Comments Off on Pistorius: A brief reminder

Oscar Pistorius has recently been released on parole. It may be helpful to be reminded of how this can be. Pistorius was convicted of murder — the murder of whoever was in the toilet of his on-suite bathroom. He was given the minimum sentence applicable: 15 years, less time served, and he recently qualified for parole.

The case of Oscar Pistorius (S v Pistorius 2014 JDR 2127 (GP); Director of Public Prosecutions, Gauteng v Pistorius 2016 (2) SA 317 (SCA)) is of little jurisprudential value. Nevertheless, it captured the imagination of the public, and some who have tried to make something significant of the case. It seems therefore to be worth highlighting the critical findings of the Supreme Court of Appeal (SCA) to correct some misunderstandings which have arisen out of the mythical status which the case took on.

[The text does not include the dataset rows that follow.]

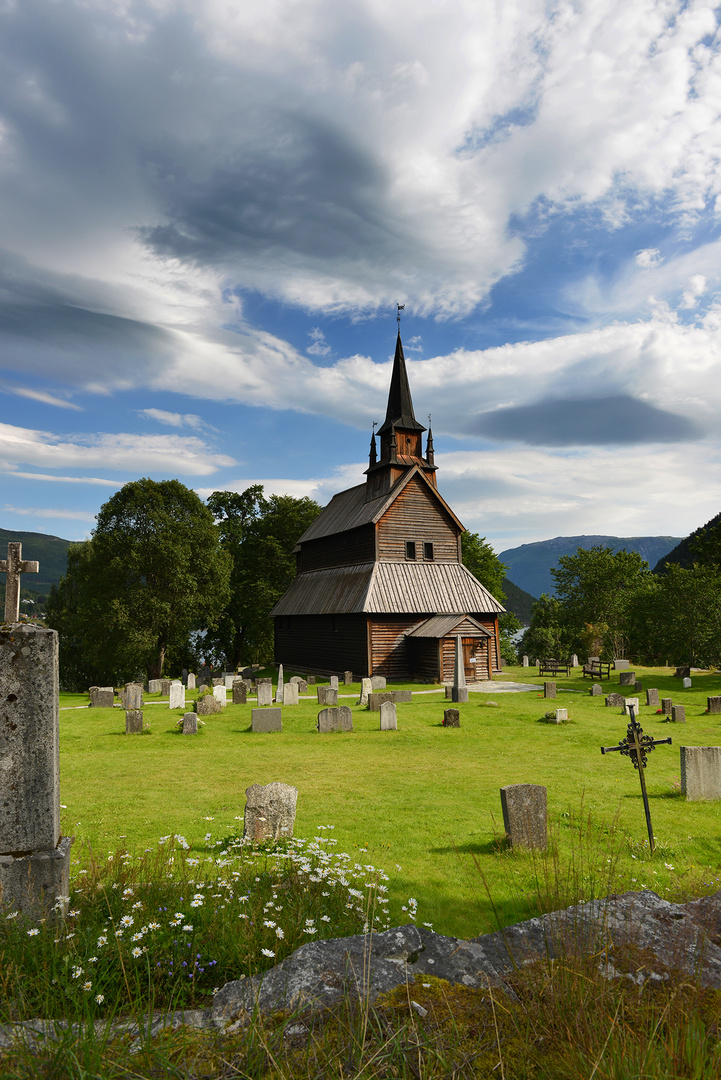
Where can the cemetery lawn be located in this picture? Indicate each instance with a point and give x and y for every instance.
(421, 802)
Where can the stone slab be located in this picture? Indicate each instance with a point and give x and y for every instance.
(264, 720)
(525, 815)
(701, 772)
(339, 718)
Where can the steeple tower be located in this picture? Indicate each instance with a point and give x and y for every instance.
(400, 435)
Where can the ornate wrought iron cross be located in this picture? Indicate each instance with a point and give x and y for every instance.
(13, 566)
(638, 746)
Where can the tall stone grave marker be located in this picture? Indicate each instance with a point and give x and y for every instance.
(270, 811)
(525, 815)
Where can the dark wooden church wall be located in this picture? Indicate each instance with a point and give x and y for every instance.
(417, 515)
(323, 644)
(343, 549)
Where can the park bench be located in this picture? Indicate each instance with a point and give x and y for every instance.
(597, 669)
(552, 666)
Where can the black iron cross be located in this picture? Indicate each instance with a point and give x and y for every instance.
(637, 746)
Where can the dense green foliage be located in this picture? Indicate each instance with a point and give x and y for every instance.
(152, 572)
(479, 557)
(259, 536)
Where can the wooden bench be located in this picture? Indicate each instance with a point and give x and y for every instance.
(597, 669)
(552, 666)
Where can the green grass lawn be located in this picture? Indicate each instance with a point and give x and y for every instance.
(422, 802)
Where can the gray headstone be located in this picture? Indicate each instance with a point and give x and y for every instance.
(133, 696)
(290, 693)
(35, 862)
(134, 721)
(266, 719)
(339, 718)
(366, 689)
(525, 815)
(701, 772)
(177, 696)
(190, 724)
(270, 810)
(208, 705)
(389, 720)
(264, 688)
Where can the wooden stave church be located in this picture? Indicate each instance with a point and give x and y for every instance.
(380, 588)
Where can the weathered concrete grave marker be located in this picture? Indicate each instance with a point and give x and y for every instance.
(637, 746)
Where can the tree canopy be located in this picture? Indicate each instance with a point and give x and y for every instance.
(152, 571)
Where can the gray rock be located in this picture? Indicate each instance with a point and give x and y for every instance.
(270, 809)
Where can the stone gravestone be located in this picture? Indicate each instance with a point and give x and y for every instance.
(177, 696)
(264, 687)
(134, 721)
(35, 858)
(270, 810)
(389, 719)
(525, 815)
(701, 772)
(339, 718)
(460, 691)
(133, 696)
(266, 719)
(366, 688)
(101, 697)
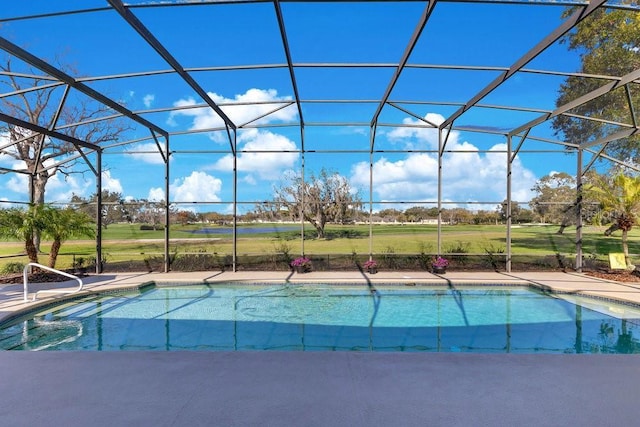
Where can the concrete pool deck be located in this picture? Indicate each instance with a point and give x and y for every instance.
(321, 388)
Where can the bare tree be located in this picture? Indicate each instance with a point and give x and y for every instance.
(78, 117)
(318, 200)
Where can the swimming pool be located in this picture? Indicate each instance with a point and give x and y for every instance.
(329, 318)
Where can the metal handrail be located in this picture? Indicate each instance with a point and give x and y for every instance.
(52, 291)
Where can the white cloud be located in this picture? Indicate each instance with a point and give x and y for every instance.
(266, 166)
(59, 187)
(110, 183)
(148, 100)
(206, 118)
(147, 153)
(197, 187)
(156, 195)
(468, 175)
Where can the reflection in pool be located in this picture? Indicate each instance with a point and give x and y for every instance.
(330, 318)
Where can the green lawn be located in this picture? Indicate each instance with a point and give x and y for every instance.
(123, 242)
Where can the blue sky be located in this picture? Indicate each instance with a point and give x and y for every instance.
(485, 35)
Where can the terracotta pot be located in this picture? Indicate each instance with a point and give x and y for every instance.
(439, 270)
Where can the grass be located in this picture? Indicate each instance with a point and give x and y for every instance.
(128, 242)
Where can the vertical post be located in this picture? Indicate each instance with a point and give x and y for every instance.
(579, 212)
(302, 200)
(440, 152)
(372, 138)
(99, 212)
(167, 170)
(235, 202)
(508, 236)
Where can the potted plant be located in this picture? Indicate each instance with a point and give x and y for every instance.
(371, 266)
(439, 265)
(301, 264)
(79, 267)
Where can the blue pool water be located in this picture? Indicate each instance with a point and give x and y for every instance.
(329, 317)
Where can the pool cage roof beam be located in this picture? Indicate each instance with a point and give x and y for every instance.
(561, 30)
(137, 25)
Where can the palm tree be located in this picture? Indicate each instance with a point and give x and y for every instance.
(23, 225)
(63, 224)
(619, 198)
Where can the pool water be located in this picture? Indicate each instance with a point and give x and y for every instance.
(330, 318)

It is of critical importance to note that the accused’s defence was critically, contradictory, on two mutually exclusive scenarios: one required that he was thinking, the other that he was not. Both were rejected, and the SCA noted, significantly in respect of both, that the accused had failed to explain himself — that he was lying — on both accounts: that he was thinking and that he was not thinking.

The argument that he was not thinking, and acted as an automaton (a valid and complete defence), appears in the SCA decision, as follows (at [48]):

‘The argument appears to have been that in the circumstances that prevailed, the accused may well have fired without thinking of the consequences of his actions.’

The court goes on to immediately exclude the claim based on the accused’s own version (at [50]-[51]). Something critical to the SCA judgement which is not sufficiently appreciated is that the court observed (at [49]): ‘… he fired four shots through the door. And he never offered an acceptable explanation for having done so.’ Quite simply, the accused did not coherently raise a defence to the effect that his mind was not capable of rational thought at the critical time.

As to the suggestion that he was thinking, but had, been mistaken, or confused, and so, not thinking properly, his claim — technically known as the defence of putative private defence (another valid and complete defence) — was that he had fired in the mistaken belief that he was entitled to use lethal force. The SCA noted that the claim relies on the ability of an accused to think rationally, but that, if that is the case, again, both his own version (at [52]-[54]) and his failure to explain himself properly (or at all) precluded a successful claim to this defence. Again, the court’s sentiments on the accused’s veracity and honesty are worth noting (at [53] emphasis added):

‘The immediate difficulty that I have with the accused’s reliance upon putative private defence is that when he testified, he stated that he had not intended to shoot the person whom he felt was an intruder. This immediately placed himself beyond the ambit of the defence, although as I have said, his evidence is so contradictory that one does just not know his true explanation for firing the weapon. …

This constituted prima facie proof that the accused did not entertain an honest and genuine belief that he was acting lawfully, which was in no way disturbed by his vacillating and untruthful evidence in regard to his state of mind when he fired his weapon.’

In the circumstances Pistorius contradicted himself, claiming, at one point that he was thinking, at another, that he was not — and in doing so, he made it clear that he was lying on both accounts. That left only one possible conclusion: that he intended to kill whoever was in the toilet well knowing that he was not entitled to. This, in law, is murder.